INN: 203.7                                                                           BABIP: .302

GB%: 42%                                                                            LOB%: 69.6

Stults was largely forgotten last season too. Sure, there are some warts on this pitcher. In particular, the strikeout rate is lower than what you would like, but he also pitches half of his games in Petco Park. That helps to explain why the lower than normal ground ball rate actually works in his favor. Normally, you would like to have all of your pitchers with a healthy strikeout rate, but this is a guy that threw more than 200 innings last year in a very good home ballpark. He deserves a good look.

Lance Lynn—St. Louis Cardinals

ERA: 3.97                                                                             SO/9: 8.8

FRA: 3.48                                                                             BB/9: 3.4

INN: 201.7                                                                           BABIP: .314

GB%: 45%                                                                            LOB%: 71.8%

Lance Lynn didn’t go undrafted unlike the other two guys, but he has been under-drafted. This is particularly true when you consider that he has the kind of strikeout rate we like to see in fantasy starters. He also will enjoy more run support than most pitchers. The biggest difference is probably the addition of Peter Bourjos in center field. If he is healthy then more of those fly balls will be caught this year than last year.

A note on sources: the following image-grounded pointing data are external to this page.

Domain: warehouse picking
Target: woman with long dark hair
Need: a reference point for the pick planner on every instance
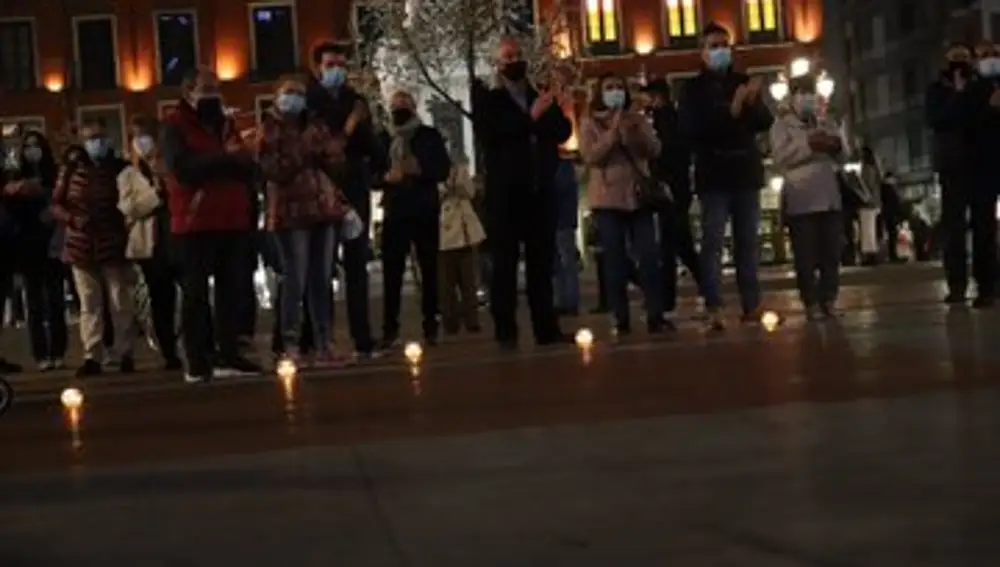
(29, 194)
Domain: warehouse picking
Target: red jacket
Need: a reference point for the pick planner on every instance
(207, 189)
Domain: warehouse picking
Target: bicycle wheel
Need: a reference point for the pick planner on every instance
(6, 395)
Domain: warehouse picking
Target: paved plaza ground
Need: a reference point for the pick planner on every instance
(871, 440)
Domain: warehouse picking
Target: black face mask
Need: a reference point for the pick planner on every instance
(515, 71)
(401, 116)
(963, 67)
(210, 111)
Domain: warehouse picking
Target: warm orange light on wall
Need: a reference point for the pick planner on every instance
(645, 41)
(806, 27)
(228, 66)
(54, 82)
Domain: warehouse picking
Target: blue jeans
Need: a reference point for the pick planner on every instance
(617, 230)
(567, 271)
(717, 208)
(307, 258)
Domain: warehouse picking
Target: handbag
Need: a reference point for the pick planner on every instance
(651, 193)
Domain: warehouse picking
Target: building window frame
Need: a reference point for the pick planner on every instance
(78, 63)
(686, 40)
(603, 45)
(118, 106)
(36, 67)
(252, 7)
(31, 120)
(193, 13)
(763, 36)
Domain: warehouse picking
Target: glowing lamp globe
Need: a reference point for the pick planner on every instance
(413, 352)
(71, 398)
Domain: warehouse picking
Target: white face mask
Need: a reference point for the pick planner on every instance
(143, 145)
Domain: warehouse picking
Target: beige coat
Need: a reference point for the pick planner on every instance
(460, 227)
(612, 178)
(137, 201)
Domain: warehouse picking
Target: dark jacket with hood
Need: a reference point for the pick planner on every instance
(726, 154)
(364, 150)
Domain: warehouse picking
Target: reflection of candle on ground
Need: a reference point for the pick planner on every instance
(416, 385)
(770, 321)
(413, 352)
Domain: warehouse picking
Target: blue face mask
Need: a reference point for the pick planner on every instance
(290, 103)
(719, 58)
(333, 77)
(989, 67)
(805, 104)
(96, 148)
(613, 99)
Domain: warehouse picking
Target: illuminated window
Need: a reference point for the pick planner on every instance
(762, 19)
(682, 20)
(602, 22)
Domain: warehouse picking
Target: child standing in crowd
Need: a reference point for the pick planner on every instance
(804, 146)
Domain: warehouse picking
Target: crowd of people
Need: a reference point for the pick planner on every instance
(183, 210)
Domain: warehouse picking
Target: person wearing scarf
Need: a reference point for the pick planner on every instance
(418, 163)
(85, 202)
(804, 148)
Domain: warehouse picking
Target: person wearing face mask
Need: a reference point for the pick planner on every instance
(28, 197)
(301, 161)
(143, 202)
(85, 201)
(520, 130)
(979, 201)
(208, 172)
(418, 163)
(616, 142)
(721, 112)
(346, 114)
(804, 148)
(672, 165)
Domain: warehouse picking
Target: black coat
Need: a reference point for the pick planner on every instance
(947, 113)
(673, 165)
(726, 155)
(418, 196)
(365, 152)
(521, 155)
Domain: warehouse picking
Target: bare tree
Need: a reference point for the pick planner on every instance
(428, 43)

Bartolo Colon—New York Mets

ERA: 2.65                                                             SO/9: 5.5

FRA: 3.63                                                             BB/9: 1.4

INN: 190.3                                                           BABIP: .294

GB%: 43%                                                            LOB%: 80%

Fantasy fans are staying away in droves. It is understandable when you consider that Colon had a lot of good luck last season (left on base percentage was extremely high), he is moving to a lesser team, and he would probably be falling off a cliff any day now, but even if he produces the FRA numbers he would still be a very solid end of the rotation fantasy guy. In particular, his walk rate has been very good since his last incarnation.

Jon Niese—New York Mets

ERA: 3.71                                                             SO/9: 6.6

FRA: 3.91                                                             BB/9: 3.0

INN: 143.0                                                           BABIP: .326

GB%: 53%                                                            LOB%: 72.5%

Niese is a good example of how a high ground ball rate is not always what it is cracked up to be. It depends on who you have to field those ground balls. The Mets starting infield had a collective -15 defensive runs saved last season. It stands to reason that this was partially responsible for the .326 BABIP. If the Mets can improve their infield defense this season then we might see a lower BABIP and a lower ERA.